This measured approach has insulated the portfolio somewhat, which has returned 9.84% on an annual basis for the 10 years ended April 30, from emerging markets volatility, according to Morningstar analyst William Samuel Rocco. In a report on the fund, he noted, “Although [the fund] has struggled to keep up in go-go rallies due to the managers’ price consciousness and quality orientation, it has generally held up well in downturns for the same reasons and it has often outperformed in moderate upswings. As a result, this fund boasts terrific long-term risk-adjusted returns.”
The kinds of high quality companies Johnson favors aren’t particularly cheap right now, and like their developed market counterparts, emerging market blue chips have risen to fairly high valuation levels during risk-wary times. Nonetheless, Johnson maintains it’s still possible to sift through the investment universe to find good, attractively valued, high-quality, growing companies.
“The perception is that emerging markets are a basket case that have gone through a difficult time,” Johnson says. “But there are a lot of solid, growing companies as well.

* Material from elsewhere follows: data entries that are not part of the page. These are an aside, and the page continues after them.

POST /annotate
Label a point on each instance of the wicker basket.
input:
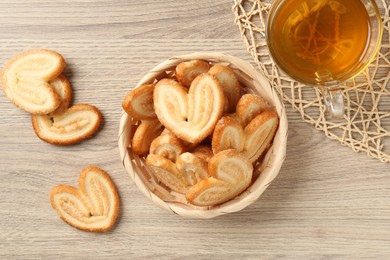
(251, 81)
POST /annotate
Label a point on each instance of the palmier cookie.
(187, 71)
(259, 134)
(139, 103)
(230, 85)
(93, 207)
(230, 174)
(192, 167)
(249, 106)
(191, 117)
(26, 80)
(168, 146)
(228, 134)
(167, 173)
(66, 126)
(144, 135)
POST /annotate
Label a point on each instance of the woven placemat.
(366, 123)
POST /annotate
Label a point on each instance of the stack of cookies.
(199, 133)
(34, 82)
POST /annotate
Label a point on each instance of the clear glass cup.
(323, 43)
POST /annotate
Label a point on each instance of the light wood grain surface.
(327, 202)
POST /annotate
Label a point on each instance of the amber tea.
(317, 41)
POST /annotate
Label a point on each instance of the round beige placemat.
(366, 123)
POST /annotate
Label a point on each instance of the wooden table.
(327, 202)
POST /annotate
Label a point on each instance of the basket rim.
(276, 155)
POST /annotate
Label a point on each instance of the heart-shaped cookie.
(231, 174)
(251, 141)
(93, 207)
(67, 126)
(26, 80)
(190, 116)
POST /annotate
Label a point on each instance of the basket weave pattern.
(251, 81)
(366, 123)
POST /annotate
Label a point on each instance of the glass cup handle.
(334, 102)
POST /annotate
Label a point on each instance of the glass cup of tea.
(323, 43)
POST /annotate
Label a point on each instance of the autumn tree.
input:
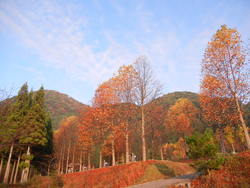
(224, 62)
(15, 121)
(155, 130)
(126, 84)
(181, 116)
(33, 129)
(147, 89)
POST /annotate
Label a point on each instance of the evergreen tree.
(34, 128)
(14, 123)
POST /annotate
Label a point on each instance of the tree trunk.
(25, 171)
(127, 147)
(7, 170)
(12, 173)
(144, 158)
(89, 164)
(233, 148)
(59, 162)
(100, 159)
(67, 164)
(80, 161)
(73, 160)
(243, 123)
(113, 152)
(1, 167)
(17, 167)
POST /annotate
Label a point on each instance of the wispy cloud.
(57, 35)
(90, 47)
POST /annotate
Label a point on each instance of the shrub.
(202, 145)
(214, 163)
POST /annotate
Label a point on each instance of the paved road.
(163, 183)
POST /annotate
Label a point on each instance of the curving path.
(163, 183)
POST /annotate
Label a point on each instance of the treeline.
(25, 136)
(124, 122)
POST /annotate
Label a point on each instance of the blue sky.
(72, 46)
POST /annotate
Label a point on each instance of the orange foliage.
(180, 116)
(175, 151)
(117, 176)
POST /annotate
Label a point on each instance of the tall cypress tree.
(20, 110)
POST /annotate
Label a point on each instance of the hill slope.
(61, 105)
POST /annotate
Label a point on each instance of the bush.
(202, 145)
(234, 173)
(165, 170)
(57, 181)
(214, 163)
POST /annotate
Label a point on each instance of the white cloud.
(57, 35)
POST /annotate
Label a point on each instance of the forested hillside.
(61, 105)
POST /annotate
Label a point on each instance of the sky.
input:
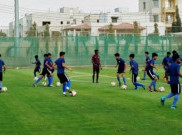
(89, 6)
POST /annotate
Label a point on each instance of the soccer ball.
(36, 78)
(161, 89)
(73, 93)
(4, 89)
(124, 87)
(58, 84)
(44, 84)
(138, 78)
(113, 84)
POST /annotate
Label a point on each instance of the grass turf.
(98, 109)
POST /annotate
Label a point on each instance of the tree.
(136, 28)
(156, 30)
(46, 31)
(2, 34)
(111, 30)
(32, 31)
(176, 25)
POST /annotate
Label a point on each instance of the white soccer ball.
(73, 93)
(124, 87)
(58, 84)
(113, 84)
(161, 89)
(138, 78)
(4, 89)
(44, 83)
(36, 78)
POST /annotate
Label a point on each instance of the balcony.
(169, 10)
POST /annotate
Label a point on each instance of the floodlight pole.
(16, 28)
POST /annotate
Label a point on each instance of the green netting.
(20, 52)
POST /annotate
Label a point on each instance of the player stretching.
(150, 72)
(2, 66)
(146, 61)
(166, 63)
(60, 63)
(134, 69)
(174, 72)
(96, 66)
(50, 69)
(44, 71)
(121, 68)
(37, 65)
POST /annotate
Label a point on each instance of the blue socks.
(69, 84)
(176, 98)
(38, 80)
(118, 78)
(64, 88)
(124, 80)
(144, 76)
(50, 79)
(1, 84)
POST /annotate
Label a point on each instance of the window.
(156, 18)
(114, 19)
(44, 23)
(156, 3)
(144, 5)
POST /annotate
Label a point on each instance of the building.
(57, 21)
(161, 10)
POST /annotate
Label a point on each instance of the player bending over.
(96, 66)
(166, 63)
(121, 68)
(37, 65)
(44, 71)
(60, 63)
(150, 72)
(2, 70)
(174, 72)
(134, 69)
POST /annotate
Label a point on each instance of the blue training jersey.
(174, 70)
(60, 68)
(38, 63)
(1, 65)
(166, 61)
(134, 64)
(121, 64)
(147, 59)
(151, 62)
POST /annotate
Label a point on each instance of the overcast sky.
(6, 6)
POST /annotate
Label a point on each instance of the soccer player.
(37, 65)
(2, 69)
(121, 64)
(166, 63)
(174, 72)
(150, 73)
(146, 61)
(96, 66)
(60, 63)
(44, 71)
(50, 69)
(134, 69)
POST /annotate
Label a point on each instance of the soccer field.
(98, 109)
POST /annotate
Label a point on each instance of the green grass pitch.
(98, 109)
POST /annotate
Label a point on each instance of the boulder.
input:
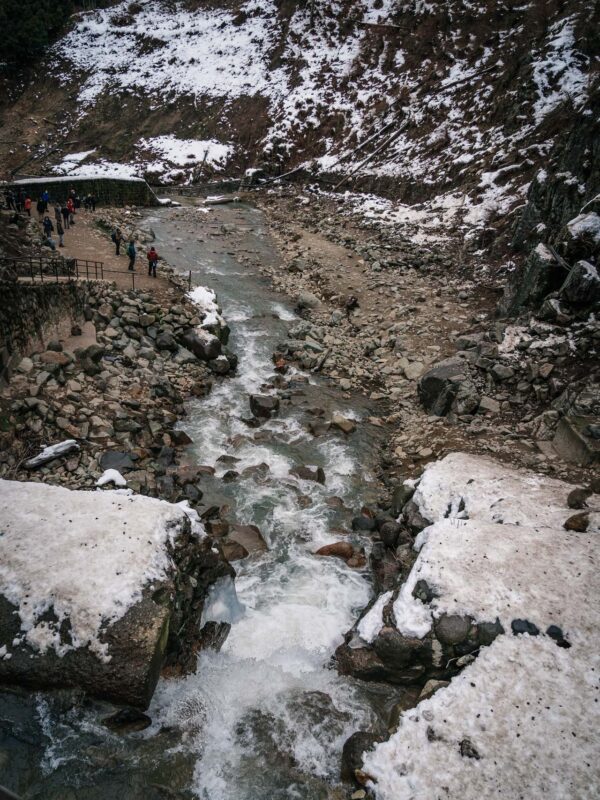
(128, 577)
(249, 537)
(439, 386)
(166, 341)
(264, 405)
(352, 753)
(305, 473)
(582, 285)
(204, 345)
(343, 550)
(343, 423)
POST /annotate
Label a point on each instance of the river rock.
(264, 405)
(343, 550)
(352, 754)
(129, 574)
(305, 473)
(439, 386)
(202, 344)
(249, 537)
(343, 423)
(582, 286)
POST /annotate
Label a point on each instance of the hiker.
(48, 226)
(117, 238)
(132, 254)
(350, 305)
(152, 257)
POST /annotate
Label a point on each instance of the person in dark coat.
(152, 257)
(117, 238)
(131, 252)
(48, 226)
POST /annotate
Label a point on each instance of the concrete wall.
(108, 191)
(26, 313)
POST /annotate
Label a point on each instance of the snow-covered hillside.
(474, 83)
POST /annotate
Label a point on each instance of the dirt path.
(85, 240)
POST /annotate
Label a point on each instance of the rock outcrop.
(99, 590)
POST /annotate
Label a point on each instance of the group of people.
(131, 252)
(20, 201)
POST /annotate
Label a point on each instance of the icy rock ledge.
(99, 590)
(505, 603)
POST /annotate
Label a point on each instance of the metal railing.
(44, 269)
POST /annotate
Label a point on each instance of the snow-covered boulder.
(504, 601)
(99, 589)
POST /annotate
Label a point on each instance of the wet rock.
(353, 751)
(520, 626)
(578, 498)
(431, 687)
(390, 533)
(357, 561)
(363, 523)
(305, 473)
(180, 438)
(398, 652)
(488, 631)
(249, 537)
(402, 494)
(127, 720)
(343, 550)
(439, 386)
(582, 286)
(165, 341)
(307, 300)
(342, 423)
(202, 344)
(452, 629)
(264, 405)
(233, 551)
(219, 365)
(578, 522)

Things are better at the company level than the country level.”
He cites Egypt’s CIB (Commercial International Bank) as one of those solid companies. Amid political upheaval, the bank, which was added to the fund in the first quarter of this year, has managed to become a leader in Egypt for its profitability, its number of customers, its market capitalization and its loans and deposit market share. Johnson says that with a new pro-business government regime in place, CIB could see an upturn in corporate borrowing.
Other new names added to the fund in the past few months are AirTac, a Taiwanese company that produces pneumatic factory automation equipment, primarily for mainland China, and Bancolombia, a leading Colombian bank. AirTac, the second-largest company of its kind in the world, sells most of its products in China and fits well with that country’s move from labor-intensive production and manufacturing to automation.